Rendre hommage à nos camarades, c'est exiger l'abandon de « la guerre contre le terrorisme », au profit de coopérations nouvelles entre les peuples pour un règlement politique des conflits, c'est lutter contre toutes les discriminations, les divisions qui minent notre société.

Car aujourd'hui comme hier, sous prétexte de lutte contre le terrorisme, le pouvoir en place tente de nouveau d'imposer les mêmes réponses : diviser et apeurer pour mieux régner. Hier, c'était le couvre feu pour les français musulmans d'Algérie. Aujourd'hui, le gouvernement décide de s’attaquer au droit du sol et à la nationalité remettant en cause les fondements mêmes de notre République.

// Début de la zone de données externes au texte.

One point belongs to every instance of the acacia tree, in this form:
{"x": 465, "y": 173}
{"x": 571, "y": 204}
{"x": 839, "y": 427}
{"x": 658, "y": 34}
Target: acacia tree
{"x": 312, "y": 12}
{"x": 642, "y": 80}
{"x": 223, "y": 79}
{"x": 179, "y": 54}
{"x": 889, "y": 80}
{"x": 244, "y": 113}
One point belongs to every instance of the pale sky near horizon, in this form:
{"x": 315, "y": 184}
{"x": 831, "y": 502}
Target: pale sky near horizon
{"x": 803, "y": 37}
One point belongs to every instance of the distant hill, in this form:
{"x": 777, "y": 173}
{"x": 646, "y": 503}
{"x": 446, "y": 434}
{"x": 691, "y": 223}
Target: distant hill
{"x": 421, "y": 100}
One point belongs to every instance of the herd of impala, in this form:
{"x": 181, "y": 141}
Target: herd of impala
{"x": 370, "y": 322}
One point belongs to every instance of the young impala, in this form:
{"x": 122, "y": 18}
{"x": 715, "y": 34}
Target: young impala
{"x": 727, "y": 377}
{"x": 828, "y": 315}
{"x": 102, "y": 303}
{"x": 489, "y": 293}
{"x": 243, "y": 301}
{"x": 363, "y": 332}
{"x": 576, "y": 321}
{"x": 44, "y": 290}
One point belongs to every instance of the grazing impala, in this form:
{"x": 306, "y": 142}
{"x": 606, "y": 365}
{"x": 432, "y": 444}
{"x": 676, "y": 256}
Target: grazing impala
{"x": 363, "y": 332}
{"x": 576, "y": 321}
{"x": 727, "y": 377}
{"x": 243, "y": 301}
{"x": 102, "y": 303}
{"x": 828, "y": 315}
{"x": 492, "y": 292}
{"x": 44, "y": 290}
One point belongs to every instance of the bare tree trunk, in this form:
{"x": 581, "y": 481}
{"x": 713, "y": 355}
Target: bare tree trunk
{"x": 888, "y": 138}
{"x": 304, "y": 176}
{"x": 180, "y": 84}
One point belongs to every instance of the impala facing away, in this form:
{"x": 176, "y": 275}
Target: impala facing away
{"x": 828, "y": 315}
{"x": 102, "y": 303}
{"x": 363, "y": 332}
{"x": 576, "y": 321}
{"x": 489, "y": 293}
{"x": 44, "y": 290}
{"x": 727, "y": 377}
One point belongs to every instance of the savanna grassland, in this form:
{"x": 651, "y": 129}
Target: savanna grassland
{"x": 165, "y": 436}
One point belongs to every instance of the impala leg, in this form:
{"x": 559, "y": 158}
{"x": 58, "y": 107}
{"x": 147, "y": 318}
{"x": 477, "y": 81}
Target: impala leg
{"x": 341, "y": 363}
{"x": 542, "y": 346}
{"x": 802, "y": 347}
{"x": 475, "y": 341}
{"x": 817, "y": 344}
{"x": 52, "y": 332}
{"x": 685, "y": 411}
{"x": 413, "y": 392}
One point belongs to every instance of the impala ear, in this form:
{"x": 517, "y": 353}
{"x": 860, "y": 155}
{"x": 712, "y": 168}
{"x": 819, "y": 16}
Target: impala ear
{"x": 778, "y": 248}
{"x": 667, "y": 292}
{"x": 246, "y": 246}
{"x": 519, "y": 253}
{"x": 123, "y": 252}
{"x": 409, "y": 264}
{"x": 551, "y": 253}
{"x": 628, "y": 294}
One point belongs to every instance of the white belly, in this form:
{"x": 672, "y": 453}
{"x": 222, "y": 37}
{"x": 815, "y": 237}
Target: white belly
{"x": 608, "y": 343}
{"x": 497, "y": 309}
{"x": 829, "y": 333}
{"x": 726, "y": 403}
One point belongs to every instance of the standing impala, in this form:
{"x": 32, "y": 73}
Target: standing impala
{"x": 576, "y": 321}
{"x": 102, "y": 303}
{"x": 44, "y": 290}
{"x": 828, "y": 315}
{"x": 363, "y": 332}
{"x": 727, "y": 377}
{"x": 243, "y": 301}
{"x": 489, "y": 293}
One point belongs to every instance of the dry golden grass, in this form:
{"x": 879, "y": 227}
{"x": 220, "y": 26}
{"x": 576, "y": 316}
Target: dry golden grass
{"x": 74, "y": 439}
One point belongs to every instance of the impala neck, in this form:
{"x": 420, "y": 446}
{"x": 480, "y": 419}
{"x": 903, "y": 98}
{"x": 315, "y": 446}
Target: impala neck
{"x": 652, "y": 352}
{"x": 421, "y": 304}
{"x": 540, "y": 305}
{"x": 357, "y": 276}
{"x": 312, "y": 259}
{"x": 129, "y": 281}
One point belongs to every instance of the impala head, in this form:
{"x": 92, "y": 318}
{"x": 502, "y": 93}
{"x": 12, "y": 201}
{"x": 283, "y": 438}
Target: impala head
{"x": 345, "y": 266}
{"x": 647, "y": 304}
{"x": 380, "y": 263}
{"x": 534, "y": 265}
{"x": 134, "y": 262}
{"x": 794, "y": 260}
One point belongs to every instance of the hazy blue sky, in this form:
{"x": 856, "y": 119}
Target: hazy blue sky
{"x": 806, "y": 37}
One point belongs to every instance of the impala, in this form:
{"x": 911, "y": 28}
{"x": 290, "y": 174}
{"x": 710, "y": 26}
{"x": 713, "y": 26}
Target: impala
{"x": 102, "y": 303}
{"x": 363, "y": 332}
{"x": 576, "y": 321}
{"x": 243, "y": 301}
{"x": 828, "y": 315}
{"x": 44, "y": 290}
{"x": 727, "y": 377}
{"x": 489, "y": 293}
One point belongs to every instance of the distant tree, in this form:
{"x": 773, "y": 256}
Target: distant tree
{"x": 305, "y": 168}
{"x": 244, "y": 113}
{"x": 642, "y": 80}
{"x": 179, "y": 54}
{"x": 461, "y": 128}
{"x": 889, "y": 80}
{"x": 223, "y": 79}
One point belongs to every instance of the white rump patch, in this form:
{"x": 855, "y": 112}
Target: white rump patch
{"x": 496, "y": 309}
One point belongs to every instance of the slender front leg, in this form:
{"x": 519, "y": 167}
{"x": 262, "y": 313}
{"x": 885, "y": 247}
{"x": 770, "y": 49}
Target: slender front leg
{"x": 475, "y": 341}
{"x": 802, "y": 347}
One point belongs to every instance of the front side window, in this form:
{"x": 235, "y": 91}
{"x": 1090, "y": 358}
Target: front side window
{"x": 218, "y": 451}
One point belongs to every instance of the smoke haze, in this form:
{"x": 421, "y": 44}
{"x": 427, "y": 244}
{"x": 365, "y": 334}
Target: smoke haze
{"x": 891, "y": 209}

54 ans après, ces choix politiques participent à accentuer les divisions, les inégalités, à faire grandir le sentiment d'humiliation et renforcent les idées d'extrême-droite. Rendre hommage à nos camarades, c'est faire vivre, aujourd'hui, l'histoire et les valeurs de ces militantes et militants syndicaux de la CGT, communistes, qui ont multiplié les luttes sociales pour que la liberté, l'égalité et la fraternité, trouvent les voies de leur réalisation concrète sans distinction sociale, de genre, d'origine ou encore de confessions.

54 ans après, le gouvernement choisit à nouveau d'instaurer l’état d'urgence.

54 ans après, l'objectif est le même : éliminer de la réalité et des consciences la République sociale au profit d'un État de « l'ordre », voire d'un « État autoritaire » sans résultat dans la lutte contre le terrorisme.

L'inscription de l'état d'urgence dans la Constitution, qui a commencé à être discuté à l'Assemblée nationale, est un symbole fort de la société dans laquelle on veut nous enfermer. Au nom du droit légitime à vivre en sécurité, c'est la surveillance généralisée, la suspicion, la restriction des libertés et, singulièrement, en direction de tous ceux qui n'acceptent pas l'ordre établi dans lequel on voudrait nous faire vivre.

C’est au nom de ce principe sécuritaire que 9 de nos camarades ont été assassinés à Charonne, sur ordre du Préfet Papon, et que ces assassinats ont été couverts.

C'est parce que nos camarades portaient avec détermination ces valeurs de liberté, d'égalité, de solidarité et de fraternité que, le 8 février 1962, ils ont été victimes d'un crime d’État. Un nouveau crime après celui d'octobre 1961. Un crime qui fait tant honte à la France que ses dirigeants nous ont refusé, pendant vingt ans, le droit de faire vivre, dans le présent, leur histoire.

Et même si parfois la situation actuelle paraît compliquée, même si des doutes existent sur la possibilités de changer la donne, n'oublions pas le courage de ceux qui sont morts à Charonne.

La situation actuelle, c'est un peu comme un feu de bois : quand les braises paraissent s'éteindre, soit on laisse faire, soit on souffle dessus jusqu'à ce que la flamme se rallume et de nouveau nous éclaire et nous réchauffe.

Je vous propose que nous soufflions ensemble sur les braises, mêmes si elles semblent parfois très faibles, même si elles semblent parfois presque froides. Soufflons avec le plus grand nombre jusqu'à ré-ouvrir de l'espoir, du tous ensemble, de l'en-commun, de la conscience de classe

Soufflons pour faire vivre la mémoire et les valeurs de nos camarades morts à Charonne. « Ils n'étaient pas nés pour cela et pourtant ils ébranlèrent le monde. »

Nous ne sommes peut être pas nés pour cela, mais nous ébranlerons le monde.